Acclimation by Immersion

General counsel Jerard Jensen sheds light on shifting from CEO to in-house counsel, his role today with Marshfield Clinic

Even when he was in private practice and serving as outside counsel for the medical practice management firm MGMA, Jerard Jensen, general counsel for Marshfield Clinic, felt at home in the C-suite—and the board felt good about him being there as well. So much so, in fact, that when MGMA’s CEO took another position, the company asked a surprised Jensen if he would be interested in serving as interim CEO while they conducted the search for a permanent replacement.

“I had a close role with the board and senior management, so I was already functioning in a C-suite manner, but I wasn’t expecting to be offered the position,” Jensen says. “I recall sitting in an airport when the question was put to me, and the next thing I knew, I was talking about how it was going to work. A lot of things happened very quickly.”

Jensen was interim CEO at MGMA from the fall of 2014 until the spring of 2015, when the company found a permanent CEO. He stepped back and resumed his former role with the company briefly, but at that point he had already decided he was going to take a job as general counsel with Marshfield. His experience in the C-suite heavily influenced the decision to go in-house.

“I really enjoyed the CEO role,” he says. “I think that’s a big part of why I moved into an inside general counsel position. You are an inside C-suite executive and as much a businessperson as a lawyer. Your legal skills are used in that context from a business perspective, rather than the pure lawyering skills you use when you’re representing a client. I like looking at business and organization results as opposed to simply legal results.”

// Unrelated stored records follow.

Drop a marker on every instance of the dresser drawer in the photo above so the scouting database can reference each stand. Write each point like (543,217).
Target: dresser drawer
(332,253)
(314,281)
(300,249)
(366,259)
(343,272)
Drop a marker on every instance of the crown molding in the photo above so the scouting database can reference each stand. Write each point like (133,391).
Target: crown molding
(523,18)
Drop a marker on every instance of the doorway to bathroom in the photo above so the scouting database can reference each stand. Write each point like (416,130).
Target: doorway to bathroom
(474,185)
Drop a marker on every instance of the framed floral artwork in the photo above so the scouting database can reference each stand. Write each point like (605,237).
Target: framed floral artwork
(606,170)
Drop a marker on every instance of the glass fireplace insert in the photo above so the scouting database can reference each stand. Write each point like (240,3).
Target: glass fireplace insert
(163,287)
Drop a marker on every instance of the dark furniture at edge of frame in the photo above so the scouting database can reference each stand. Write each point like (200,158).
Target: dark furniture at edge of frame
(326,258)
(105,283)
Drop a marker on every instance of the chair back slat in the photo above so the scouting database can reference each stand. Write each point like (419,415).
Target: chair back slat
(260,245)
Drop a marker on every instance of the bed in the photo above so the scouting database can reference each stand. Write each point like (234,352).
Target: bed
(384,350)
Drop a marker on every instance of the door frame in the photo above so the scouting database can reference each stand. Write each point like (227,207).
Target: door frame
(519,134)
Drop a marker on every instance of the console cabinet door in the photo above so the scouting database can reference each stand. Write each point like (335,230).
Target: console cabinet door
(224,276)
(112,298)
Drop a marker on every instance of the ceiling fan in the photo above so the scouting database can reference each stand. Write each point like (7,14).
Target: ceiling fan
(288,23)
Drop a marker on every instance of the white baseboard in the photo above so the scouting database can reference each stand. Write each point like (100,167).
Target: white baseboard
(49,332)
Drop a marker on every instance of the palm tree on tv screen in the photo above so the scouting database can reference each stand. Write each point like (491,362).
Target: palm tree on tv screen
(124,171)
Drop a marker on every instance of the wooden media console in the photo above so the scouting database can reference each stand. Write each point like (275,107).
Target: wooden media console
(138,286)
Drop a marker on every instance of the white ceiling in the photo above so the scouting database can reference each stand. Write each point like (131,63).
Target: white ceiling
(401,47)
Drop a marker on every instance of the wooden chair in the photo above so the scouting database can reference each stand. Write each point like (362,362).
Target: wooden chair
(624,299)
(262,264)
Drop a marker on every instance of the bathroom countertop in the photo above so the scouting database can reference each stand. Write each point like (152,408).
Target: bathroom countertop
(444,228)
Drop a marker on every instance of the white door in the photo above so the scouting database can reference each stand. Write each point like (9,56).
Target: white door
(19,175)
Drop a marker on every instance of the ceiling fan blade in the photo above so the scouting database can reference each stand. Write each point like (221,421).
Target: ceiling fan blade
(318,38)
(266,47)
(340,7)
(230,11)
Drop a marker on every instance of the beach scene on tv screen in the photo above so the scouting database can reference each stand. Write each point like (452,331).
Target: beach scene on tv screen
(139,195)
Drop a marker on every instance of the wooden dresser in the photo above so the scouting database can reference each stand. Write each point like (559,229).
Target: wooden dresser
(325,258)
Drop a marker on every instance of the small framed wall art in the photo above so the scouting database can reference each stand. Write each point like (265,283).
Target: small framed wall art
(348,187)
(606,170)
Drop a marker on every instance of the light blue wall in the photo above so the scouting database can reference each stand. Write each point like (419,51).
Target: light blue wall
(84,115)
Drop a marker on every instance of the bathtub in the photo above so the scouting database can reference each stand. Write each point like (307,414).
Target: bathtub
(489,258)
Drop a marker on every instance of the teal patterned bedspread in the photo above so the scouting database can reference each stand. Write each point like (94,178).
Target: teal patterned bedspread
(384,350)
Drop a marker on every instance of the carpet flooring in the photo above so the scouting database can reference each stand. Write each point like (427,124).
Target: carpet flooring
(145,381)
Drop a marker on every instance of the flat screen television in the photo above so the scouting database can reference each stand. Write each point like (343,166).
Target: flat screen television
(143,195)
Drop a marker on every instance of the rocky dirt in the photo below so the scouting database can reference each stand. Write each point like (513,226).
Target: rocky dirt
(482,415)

Taking the helm of legal for the vast delivery system, which has been prominent in Wisconsin since the early twentieth century, was a head-spinning experience at the outset, something Jensen characterizes as “immersion acclimation.” He took the seat of the interim general counsel and promptly got to work in a culture he knew little about.

“I expect my outside counsels to have a clear idea of what my organizational strategies and needs are. I don’t want detached opinions; I want somebody to understand my business and to facilitate a business end for me using the legal skill set.”

“The organization has an iconic reputation, and I knew about that, but I didn’t know much about how things worked internally,” he says. “Those first weeks were very long days with a lot of meetings. I had to meet my own staff for starters, and then I had to spread out and get to know dozens of senior leaders. I had to immerse myself in things structurally and organizationally at first and then begin to understand the culture. Learning on the run is challenging, but it was also exhilarating.”

In spite of his C-level position, Jensen recognized that he was also the new kid in town and made sure not to interfere with preexisting dynamics in the organization, which had been working quite well; there was no need to fix what wasn’t broken. His staff is small, with only six direct reports: one is devoted to professional liability issues, a second handles physician/clinical issues and regulations, a third deals with facilities contracts, and a fourth works with IT and intellectual property matters.

As the hospital begins the push to expand its scope by acquiring St. Joseph’s hospital and bringing acute care to its Eau Claire facility, the plan is to grow the team. In the meantime, they use outside counsel for advice on antitrust law, employment issues, and a host of other areas that fall outside the scope of the team’s expertise.

“As general counsel, I have the obligation to decide how the legal discipline is applied to secure our business objectives, but I can’t even begin to think about doing all that’s necessary to accomplish those ends,” he says. “I need to rely on other inside counsel here, as well as outside counsel. I expect my outside counsels to have a clear idea of what my organizational strategies and needs are. I don’t want detached opinions; I want somebody to understand my business and to facilitate a business end for me using the legal skill set.”

Jensen says that the major challenges he sees facing Marshfield—and any healthcare organization for that matter—are regulatory issues and industry consolidation. He believes that changes in internal business processes due to regulatory changes will be more difficult than the changes with how organizations interact with government. In addition to handling all that compliance, legal will be at the forefront of the vertical integration of care delivery, getting there from the old system of fragmentation. As he deals with these external forces, Jensen says he isn’t done learning about the organization he joined a year-and-a-half ago.

“For the first week or so, my head was spinning, but then things settled down and I formed a perspective,” he says. “Over the next month or so, I felt pretty much at home. But I was always open to learning more, and I still am today. I know enough now to function effectively in my role, but I don’t know, with an organization like this, that I’ll ever know everything.”